A presença crescente de micotoxinas — substâncias tóxicas produzidas por fungos em grãos e forragens — vem preocupando pesquisadores e produtores de todo o mundo. Essas toxinas, que podem surgir tanto no campo quanto durante o armazenamento, comprometem a saúde animal, causam perdas produtivas e, em casos severos, levam à mortalidade. Recentemente, no The World Mycotoxin Forum, realizado na Áustria, cientistas revelaram que já foram identificados mais de 700 tipos diferentes de micotoxinas — um aumento significativo em relação às cerca de 600 anteriormente conhecidas.

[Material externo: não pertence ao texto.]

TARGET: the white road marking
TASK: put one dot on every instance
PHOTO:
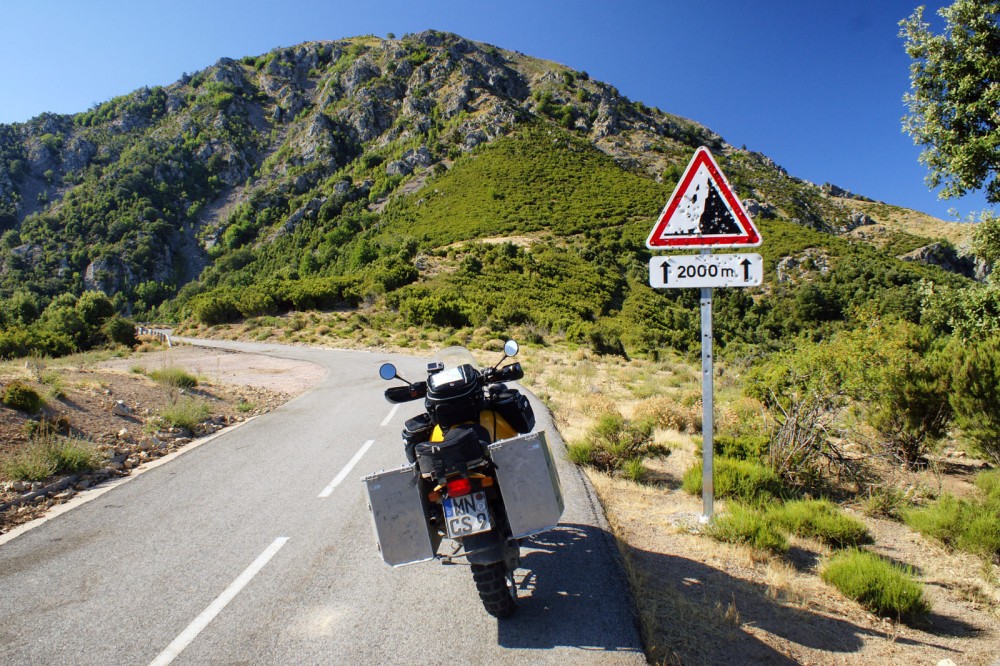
(392, 412)
(347, 470)
(214, 608)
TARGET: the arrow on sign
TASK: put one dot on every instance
(706, 270)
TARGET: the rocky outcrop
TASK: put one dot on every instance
(944, 256)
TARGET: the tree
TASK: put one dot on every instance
(955, 81)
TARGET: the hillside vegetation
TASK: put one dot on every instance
(431, 190)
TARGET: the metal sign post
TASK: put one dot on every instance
(704, 213)
(707, 403)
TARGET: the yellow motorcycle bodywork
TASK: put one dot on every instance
(494, 423)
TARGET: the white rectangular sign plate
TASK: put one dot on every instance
(706, 270)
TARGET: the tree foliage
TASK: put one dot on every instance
(955, 81)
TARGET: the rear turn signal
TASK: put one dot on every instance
(459, 487)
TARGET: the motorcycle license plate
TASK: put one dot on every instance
(466, 515)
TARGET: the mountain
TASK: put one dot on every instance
(355, 172)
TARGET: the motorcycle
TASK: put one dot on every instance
(476, 475)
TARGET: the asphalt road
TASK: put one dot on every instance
(257, 548)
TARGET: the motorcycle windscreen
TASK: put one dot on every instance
(529, 483)
(399, 516)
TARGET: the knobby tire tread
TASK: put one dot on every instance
(491, 582)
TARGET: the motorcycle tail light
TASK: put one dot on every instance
(459, 487)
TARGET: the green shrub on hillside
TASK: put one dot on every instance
(20, 396)
(615, 445)
(173, 376)
(744, 480)
(745, 525)
(822, 520)
(971, 525)
(882, 587)
(48, 453)
(975, 393)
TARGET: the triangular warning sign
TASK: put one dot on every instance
(703, 211)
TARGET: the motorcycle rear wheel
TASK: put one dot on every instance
(495, 583)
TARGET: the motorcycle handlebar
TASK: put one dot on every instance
(508, 373)
(398, 394)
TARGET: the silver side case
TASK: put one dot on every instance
(528, 482)
(399, 515)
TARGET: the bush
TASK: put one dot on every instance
(615, 444)
(120, 331)
(749, 526)
(743, 480)
(989, 483)
(941, 520)
(882, 587)
(742, 447)
(48, 453)
(821, 520)
(975, 393)
(173, 376)
(22, 397)
(186, 414)
(969, 525)
(669, 414)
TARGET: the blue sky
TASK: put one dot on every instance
(816, 86)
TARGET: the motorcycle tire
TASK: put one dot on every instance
(497, 591)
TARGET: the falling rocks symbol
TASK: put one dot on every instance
(716, 219)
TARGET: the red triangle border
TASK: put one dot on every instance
(750, 236)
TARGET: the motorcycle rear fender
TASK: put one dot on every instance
(490, 547)
(484, 548)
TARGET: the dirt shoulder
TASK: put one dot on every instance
(112, 402)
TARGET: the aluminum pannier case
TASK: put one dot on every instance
(399, 516)
(528, 482)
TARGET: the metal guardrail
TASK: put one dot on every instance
(159, 336)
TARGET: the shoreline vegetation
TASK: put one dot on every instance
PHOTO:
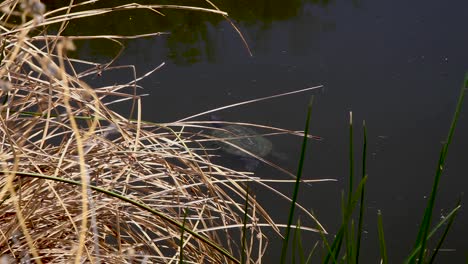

Impactos das mudanças climáticas e contexto global

Daniel Miranda, zootecnista e gerente Técnico Global de Micotoxinas da Trouw Nutrition, explica que a maior incidência e a diversidade das micotoxinas estão diretamente ligadas às mudanças climáticas e a fatores globais. “Tudo que estressa o fungo — muita ou pouca umidade, queimadas, ou até mesmo eventos geopolíticos, como a guerra na Ucrânia — pode estimular a produção dessas toxinas”, destaca Miranda. Ele ressalta que esses fatores tornam os desafios para o controle das micotoxinas mais complexos e aumentam a demanda por pesquisas e novas estratégias.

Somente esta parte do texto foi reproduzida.